If one thing needs to stop, it’s this: Putting memorials of the dearly departed on the back window of a car. Are people too fucking cheap to buy a plot or tombstone, so instead they get some stickers made up instead? Enough of this already. And if these stickers are to exist, then they only belong on hearses.

You always get the sense that the person who died was a “really special person” who touched and changed the lives all of those around them. Fine. Great. How about this instead – if said individual was so extraordinary, then emulate them on a daily basis. Be charitable, be kind, and let people know why and who you are emulating. Now if the person who died happened to be an angry, sodomizing drunk, you may want to re-think that one.

Here’s a business idea – remembering the dead on bumper stickers. That may curb (or encourage) tailgating – are you going drive too close to someone’s memorial?

* * *

I’m sick and tired of a group of sports fans collecting calling themselves a nation.
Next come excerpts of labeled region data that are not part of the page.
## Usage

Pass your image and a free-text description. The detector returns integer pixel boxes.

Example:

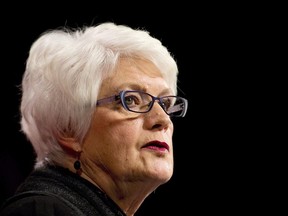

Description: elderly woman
[1,23,188,216]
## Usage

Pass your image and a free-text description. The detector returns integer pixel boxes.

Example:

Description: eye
[161,97,172,111]
[125,94,141,108]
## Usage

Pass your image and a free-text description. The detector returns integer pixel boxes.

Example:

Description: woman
[1,23,188,216]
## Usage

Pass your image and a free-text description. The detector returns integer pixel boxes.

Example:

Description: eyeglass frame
[96,90,188,117]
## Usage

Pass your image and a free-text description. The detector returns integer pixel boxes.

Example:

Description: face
[81,58,173,184]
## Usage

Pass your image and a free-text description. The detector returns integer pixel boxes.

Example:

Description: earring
[74,148,81,174]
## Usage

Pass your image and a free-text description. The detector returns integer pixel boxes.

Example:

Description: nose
[146,100,172,129]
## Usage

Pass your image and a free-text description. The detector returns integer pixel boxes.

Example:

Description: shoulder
[0,194,75,216]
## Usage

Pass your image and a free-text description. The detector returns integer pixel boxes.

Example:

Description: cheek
[90,110,142,149]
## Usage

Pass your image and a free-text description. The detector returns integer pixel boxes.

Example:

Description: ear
[58,134,82,153]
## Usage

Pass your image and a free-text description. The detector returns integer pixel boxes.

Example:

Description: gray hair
[21,23,178,167]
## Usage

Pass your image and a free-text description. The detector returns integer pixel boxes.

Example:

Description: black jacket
[0,166,125,216]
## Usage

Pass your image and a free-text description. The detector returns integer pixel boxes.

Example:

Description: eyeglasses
[96,90,188,117]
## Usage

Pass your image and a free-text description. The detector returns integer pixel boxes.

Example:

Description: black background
[0,2,272,215]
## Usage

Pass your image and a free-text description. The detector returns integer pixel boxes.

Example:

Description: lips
[143,141,169,151]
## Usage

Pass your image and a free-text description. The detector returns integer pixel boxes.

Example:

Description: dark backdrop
[0,2,264,215]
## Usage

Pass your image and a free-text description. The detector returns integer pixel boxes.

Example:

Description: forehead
[101,58,168,92]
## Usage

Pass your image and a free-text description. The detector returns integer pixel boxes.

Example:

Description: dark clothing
[0,166,125,216]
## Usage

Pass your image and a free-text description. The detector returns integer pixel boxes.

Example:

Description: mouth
[142,140,169,152]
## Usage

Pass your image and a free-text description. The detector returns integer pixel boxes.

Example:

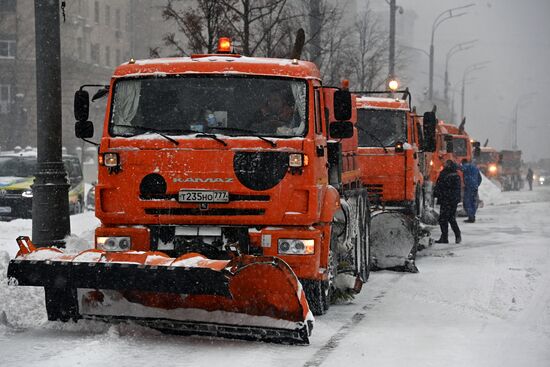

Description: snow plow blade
[370,210,418,273]
[8,237,314,344]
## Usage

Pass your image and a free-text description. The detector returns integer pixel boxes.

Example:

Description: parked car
[0,150,84,220]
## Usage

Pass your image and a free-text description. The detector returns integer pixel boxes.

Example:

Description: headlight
[103,153,118,167]
[96,237,132,251]
[288,153,309,167]
[277,238,315,255]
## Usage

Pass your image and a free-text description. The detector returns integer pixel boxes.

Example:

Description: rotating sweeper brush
[8,237,314,344]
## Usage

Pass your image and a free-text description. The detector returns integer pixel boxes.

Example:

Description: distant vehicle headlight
[96,237,132,251]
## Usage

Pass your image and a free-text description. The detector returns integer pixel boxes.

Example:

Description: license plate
[178,190,229,203]
[0,206,11,214]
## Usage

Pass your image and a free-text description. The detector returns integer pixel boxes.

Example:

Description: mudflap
[8,239,314,344]
[370,210,418,273]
You have the Raider Nation and the Red Sox Nation. Other than supporting the Raiders or the Red Sox, what other criteria do you need to be part of these nations – being loud, fat, drunk and stupid? I’m not a big fan of war, but I say let’s bomb the shit out of these nations.

On a weird convergence of remembering the dead and sports – sports themed urns, coffins or being buried at your favorite stadium is just fucking pathetic. In Europe, graveyards are actually being built next to soccer stadiums so someone can be planted next to their favorite team.

* * *

Ralph Nader says Obama tries to “talk white.” As if talking “black” makes someone less intelligible. No. We should never correlate “talking white” with being intelligent. This is a false assumption.

Ralph Nader “talks white”. He’s ignorant, thoughtless and self-absorbed.

Fuck Ralph Nader and his two dollar suits.